「金とステータス目当てとわかっているが…」準ミス慶應と婚約した男の葛藤

恋に落ちた相手は、無謀にも準ミス慶應だった


直哉は、徳島出身で、両親は地元で農業を営んでいる。両親だけでなく、付き合いのある親戚はほとんど高卒という家庭環境で育った。

そんな直哉だったが、誰に似たのか、幼いころから機械いじりが大好きだった。家にあったラジオやリモコンなどを分解して組み立て直しては、いくつも動かなくさせてしまい、よく母親に叱られていたという。

「自分が組み立てたものが動き出す瞬間を見るのがたまらなく好きだったんです。なんていうか、その機械に魂が宿ったような気がして。なかなか理解してもらえないんですけど、言葉にできない高揚感があったんです」

直哉はこうして、いつしか、皆が使う電化製品を自分が作りたい、という思いを抱くようになった。そして、大学で機械工学を学ぶべく懸命に勉強し東工大に進学した。そこまで裕福な家庭でなく両親は国立大への進学を切望していたため、合格を泣いて喜んでくれた。

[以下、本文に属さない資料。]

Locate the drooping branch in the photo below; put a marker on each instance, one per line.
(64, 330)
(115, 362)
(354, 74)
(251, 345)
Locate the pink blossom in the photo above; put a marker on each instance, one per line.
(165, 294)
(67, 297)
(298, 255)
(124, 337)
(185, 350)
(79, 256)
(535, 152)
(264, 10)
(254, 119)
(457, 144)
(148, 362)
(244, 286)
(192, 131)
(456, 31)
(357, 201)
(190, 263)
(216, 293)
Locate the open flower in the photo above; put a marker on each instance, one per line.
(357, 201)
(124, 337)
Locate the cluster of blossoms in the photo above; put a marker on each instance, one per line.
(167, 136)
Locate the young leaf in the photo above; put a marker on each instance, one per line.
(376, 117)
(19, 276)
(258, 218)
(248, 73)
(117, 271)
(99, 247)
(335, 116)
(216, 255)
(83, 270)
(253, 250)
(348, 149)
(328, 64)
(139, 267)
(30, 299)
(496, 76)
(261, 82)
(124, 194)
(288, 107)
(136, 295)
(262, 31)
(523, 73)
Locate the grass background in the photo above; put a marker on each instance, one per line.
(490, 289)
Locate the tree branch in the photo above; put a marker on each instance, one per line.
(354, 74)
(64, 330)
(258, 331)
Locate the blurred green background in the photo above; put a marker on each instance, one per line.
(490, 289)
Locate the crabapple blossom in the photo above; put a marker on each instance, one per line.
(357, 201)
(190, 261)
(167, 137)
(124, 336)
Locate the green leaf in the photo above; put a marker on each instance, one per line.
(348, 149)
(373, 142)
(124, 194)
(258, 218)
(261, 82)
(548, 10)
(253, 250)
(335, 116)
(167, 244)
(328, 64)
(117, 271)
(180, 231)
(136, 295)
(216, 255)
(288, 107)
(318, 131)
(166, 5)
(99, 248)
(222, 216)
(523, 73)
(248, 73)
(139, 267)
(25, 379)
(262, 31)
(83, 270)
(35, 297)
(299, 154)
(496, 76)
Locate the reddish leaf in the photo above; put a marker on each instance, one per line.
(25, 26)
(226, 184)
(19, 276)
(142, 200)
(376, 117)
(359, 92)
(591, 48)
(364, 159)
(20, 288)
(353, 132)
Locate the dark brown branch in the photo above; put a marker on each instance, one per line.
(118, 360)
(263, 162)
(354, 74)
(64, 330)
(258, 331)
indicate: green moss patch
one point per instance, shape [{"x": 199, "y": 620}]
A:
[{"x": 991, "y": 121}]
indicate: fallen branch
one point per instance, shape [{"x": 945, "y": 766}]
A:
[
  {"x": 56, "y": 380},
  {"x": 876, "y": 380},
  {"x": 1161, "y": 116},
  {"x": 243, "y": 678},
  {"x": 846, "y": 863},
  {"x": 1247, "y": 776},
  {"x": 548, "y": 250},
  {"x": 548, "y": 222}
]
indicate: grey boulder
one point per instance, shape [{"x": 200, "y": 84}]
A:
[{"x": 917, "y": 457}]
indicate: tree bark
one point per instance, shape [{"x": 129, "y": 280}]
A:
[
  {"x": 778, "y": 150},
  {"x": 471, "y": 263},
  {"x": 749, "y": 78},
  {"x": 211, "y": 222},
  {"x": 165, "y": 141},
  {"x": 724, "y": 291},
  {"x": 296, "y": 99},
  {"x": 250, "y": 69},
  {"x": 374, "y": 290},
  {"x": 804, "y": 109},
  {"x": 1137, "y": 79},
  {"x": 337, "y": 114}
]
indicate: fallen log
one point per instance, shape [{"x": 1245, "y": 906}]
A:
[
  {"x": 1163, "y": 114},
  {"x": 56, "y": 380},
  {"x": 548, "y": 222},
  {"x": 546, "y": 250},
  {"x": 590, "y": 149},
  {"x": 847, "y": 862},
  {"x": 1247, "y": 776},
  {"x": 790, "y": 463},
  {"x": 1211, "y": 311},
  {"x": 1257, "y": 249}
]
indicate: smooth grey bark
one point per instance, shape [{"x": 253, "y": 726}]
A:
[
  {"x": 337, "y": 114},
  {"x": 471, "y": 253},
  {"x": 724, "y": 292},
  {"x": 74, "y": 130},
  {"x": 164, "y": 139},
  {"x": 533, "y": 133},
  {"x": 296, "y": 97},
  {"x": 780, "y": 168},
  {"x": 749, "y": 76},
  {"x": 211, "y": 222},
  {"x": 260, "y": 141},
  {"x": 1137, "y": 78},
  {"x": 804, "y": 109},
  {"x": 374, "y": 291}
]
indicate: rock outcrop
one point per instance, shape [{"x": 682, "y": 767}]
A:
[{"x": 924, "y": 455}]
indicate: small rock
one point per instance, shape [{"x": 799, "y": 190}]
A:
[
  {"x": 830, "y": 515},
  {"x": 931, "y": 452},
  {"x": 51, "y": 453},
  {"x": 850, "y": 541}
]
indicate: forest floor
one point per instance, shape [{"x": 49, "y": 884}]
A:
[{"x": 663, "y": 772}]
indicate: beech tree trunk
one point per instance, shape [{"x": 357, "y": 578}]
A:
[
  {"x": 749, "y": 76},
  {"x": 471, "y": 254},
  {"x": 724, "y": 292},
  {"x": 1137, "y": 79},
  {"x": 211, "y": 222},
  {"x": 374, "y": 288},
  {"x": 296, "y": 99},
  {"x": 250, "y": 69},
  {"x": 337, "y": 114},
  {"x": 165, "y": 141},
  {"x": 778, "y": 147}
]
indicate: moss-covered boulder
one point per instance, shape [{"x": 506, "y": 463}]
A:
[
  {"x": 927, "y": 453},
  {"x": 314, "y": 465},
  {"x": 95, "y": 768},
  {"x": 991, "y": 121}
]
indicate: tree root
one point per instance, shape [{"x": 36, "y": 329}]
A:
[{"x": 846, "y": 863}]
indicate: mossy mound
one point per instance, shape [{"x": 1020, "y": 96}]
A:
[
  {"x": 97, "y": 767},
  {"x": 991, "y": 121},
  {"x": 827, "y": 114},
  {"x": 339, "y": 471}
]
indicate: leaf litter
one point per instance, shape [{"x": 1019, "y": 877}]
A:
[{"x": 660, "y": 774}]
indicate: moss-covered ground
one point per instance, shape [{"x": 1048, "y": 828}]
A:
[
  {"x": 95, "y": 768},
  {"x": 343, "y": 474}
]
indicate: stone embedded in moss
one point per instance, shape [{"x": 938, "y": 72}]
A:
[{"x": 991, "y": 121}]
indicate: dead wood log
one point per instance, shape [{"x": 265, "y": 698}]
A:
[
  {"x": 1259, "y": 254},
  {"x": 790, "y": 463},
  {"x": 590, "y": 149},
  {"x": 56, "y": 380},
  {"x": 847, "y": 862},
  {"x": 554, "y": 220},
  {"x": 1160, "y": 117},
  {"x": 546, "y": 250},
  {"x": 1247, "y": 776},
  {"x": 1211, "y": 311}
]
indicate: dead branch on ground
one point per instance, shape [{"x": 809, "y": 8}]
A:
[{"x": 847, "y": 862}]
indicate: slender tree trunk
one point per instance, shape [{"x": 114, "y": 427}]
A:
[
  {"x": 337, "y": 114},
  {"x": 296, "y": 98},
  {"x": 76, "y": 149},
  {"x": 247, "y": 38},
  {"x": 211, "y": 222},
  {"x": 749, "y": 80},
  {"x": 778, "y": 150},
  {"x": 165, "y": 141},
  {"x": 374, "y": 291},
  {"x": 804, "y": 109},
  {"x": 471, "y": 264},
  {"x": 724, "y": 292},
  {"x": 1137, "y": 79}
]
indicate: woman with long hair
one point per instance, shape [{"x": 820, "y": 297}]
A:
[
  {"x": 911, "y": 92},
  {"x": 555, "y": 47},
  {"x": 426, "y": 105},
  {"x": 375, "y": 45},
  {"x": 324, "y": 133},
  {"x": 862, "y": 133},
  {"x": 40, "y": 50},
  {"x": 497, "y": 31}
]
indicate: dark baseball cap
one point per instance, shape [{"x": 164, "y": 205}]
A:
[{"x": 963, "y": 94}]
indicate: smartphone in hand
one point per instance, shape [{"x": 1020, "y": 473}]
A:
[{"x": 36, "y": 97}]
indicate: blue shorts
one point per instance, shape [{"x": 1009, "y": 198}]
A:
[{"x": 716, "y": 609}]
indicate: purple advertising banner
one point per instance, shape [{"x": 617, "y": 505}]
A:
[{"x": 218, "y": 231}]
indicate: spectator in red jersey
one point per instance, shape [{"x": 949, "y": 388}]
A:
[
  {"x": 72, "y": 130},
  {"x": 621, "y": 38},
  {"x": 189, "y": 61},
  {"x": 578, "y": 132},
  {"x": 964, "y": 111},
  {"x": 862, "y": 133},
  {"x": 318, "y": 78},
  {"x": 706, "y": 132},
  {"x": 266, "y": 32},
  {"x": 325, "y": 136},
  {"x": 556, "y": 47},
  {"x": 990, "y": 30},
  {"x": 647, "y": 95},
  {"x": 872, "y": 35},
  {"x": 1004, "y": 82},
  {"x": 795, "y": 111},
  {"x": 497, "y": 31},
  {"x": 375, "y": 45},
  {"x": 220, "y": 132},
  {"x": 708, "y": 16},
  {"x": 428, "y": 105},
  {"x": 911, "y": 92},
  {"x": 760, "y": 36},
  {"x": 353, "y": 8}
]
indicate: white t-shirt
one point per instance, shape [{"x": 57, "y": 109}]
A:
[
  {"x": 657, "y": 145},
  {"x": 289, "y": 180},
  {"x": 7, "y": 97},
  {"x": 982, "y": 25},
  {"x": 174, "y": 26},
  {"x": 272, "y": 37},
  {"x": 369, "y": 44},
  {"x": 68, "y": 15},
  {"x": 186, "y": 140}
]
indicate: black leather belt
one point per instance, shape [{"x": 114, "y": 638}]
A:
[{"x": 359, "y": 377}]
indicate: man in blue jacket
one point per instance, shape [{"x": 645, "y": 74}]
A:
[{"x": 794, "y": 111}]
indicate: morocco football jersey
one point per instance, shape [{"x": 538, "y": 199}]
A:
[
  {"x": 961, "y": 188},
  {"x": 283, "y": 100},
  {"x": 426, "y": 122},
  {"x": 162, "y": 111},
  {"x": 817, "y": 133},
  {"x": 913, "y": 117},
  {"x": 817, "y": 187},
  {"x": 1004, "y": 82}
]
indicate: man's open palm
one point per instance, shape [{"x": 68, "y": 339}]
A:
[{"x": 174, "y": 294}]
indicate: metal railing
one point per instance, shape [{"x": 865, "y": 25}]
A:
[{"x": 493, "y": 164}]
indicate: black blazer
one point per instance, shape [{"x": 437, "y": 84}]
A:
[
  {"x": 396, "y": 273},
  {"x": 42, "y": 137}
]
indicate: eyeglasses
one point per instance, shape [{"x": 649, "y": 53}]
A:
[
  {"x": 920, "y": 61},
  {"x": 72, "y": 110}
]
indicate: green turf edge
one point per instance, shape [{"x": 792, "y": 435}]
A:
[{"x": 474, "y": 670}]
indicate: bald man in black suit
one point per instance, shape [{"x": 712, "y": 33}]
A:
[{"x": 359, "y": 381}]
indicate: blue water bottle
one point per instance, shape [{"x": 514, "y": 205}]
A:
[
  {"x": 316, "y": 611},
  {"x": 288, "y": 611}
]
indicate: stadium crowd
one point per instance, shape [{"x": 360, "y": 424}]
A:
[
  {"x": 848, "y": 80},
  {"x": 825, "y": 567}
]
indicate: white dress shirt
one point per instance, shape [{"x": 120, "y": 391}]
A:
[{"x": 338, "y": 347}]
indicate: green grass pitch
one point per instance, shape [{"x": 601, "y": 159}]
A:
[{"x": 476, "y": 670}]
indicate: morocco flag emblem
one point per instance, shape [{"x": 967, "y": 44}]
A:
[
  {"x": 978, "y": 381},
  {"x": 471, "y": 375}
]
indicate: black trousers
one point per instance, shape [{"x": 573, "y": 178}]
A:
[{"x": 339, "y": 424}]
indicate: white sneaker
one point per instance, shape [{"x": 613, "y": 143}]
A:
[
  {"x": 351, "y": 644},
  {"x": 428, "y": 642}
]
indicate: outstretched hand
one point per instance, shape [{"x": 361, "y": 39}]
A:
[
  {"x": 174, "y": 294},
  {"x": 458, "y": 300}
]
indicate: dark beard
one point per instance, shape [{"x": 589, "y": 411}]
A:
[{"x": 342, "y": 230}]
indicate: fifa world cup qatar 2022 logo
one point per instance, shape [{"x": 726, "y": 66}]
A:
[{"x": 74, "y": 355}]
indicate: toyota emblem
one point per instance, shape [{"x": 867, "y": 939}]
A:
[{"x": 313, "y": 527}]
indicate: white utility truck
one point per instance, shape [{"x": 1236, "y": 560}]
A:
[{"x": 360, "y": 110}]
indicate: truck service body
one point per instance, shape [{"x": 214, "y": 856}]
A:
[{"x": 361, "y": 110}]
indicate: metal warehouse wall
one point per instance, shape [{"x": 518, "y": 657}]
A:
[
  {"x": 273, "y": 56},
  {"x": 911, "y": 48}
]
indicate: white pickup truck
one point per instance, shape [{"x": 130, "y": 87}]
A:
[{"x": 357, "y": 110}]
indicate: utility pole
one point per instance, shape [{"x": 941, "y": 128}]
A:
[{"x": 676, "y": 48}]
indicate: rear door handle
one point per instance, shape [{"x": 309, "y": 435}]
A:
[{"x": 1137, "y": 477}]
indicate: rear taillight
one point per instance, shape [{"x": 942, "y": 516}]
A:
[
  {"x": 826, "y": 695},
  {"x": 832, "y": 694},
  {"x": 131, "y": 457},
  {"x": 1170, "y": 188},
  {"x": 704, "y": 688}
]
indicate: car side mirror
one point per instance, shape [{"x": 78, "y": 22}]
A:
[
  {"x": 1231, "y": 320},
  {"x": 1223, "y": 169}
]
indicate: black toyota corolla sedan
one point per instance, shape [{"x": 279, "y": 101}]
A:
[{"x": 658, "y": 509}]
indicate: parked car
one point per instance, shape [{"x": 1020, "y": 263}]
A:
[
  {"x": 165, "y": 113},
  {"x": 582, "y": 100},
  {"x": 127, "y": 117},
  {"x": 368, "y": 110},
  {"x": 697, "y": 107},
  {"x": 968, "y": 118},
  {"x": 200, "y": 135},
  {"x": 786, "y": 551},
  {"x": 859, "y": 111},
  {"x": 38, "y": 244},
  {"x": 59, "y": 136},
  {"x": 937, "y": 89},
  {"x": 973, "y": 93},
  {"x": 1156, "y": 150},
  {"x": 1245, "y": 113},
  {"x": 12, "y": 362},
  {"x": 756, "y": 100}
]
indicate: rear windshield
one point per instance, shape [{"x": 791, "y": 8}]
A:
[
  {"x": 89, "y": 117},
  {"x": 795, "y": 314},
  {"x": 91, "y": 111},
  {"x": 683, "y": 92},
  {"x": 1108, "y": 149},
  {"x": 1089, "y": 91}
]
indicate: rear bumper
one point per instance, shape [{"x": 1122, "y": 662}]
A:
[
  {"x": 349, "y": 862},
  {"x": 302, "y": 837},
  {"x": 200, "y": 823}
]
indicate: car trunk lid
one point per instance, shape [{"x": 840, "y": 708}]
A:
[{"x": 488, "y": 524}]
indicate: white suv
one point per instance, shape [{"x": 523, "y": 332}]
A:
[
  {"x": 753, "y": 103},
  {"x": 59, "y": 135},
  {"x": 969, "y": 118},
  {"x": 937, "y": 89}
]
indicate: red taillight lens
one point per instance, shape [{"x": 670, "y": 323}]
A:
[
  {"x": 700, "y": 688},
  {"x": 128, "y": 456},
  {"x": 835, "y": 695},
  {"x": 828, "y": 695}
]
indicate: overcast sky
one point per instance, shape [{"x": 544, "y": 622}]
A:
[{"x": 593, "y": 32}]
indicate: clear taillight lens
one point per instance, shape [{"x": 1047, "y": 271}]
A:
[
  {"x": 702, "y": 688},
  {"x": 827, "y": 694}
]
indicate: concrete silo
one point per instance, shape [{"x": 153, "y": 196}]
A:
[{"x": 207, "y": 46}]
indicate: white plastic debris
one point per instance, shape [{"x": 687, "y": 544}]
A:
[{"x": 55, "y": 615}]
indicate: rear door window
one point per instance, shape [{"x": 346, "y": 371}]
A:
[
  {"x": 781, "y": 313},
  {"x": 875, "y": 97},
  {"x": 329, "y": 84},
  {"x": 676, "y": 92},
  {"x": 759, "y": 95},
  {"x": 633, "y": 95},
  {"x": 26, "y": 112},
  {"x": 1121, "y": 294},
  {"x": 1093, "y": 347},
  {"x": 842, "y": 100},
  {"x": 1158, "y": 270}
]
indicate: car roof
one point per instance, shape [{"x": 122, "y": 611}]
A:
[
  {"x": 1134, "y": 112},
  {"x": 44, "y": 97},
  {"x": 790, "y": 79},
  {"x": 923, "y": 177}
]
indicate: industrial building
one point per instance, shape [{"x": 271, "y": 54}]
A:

直哉は大学に進学すると、生活のためにアルバイトを掛け持ちせざるを得なかったが、好きなことを好きなだけ研究できる環境はとにかく楽しかったと語る。

そんなある日、とある事件が起きた。直哉は恋に落ちたのだ。

「こんなこと人に言うの恥ずかしいんですけど、一目惚れしたんです。塾講師のアルバイトで出会った女性です。初めて会った時すっごく可愛いなと思ったら慶應のミスコン準グランプリをとった子だったんです。今まで機械しか相手にしてこなかったから、これが初恋みたいなものでしたね、まあ、それが今の婚約者なんですけど(笑)」

照れ笑いしながら当時のことを語ってくれた直哉。しかし、大学時代と、その数年後の大手電機メーカーに就職が決まったときと、2度彼女に告白したが、2度とも見事に玉砕してしまったそうだ。

「彼女、慶應の内部生とずっと付き合っていたんですよね。なんかいけ好かない金持ちって感じの男で、何でこんなやつと…ってずっと思ってましたね。まあ、冷静に考えたらミス準グランプリとただの機械オタクが釣り合わないことは、頭では理解していましたけどね」

直哉が彼女を射止めたのは、これよりずっと後だった。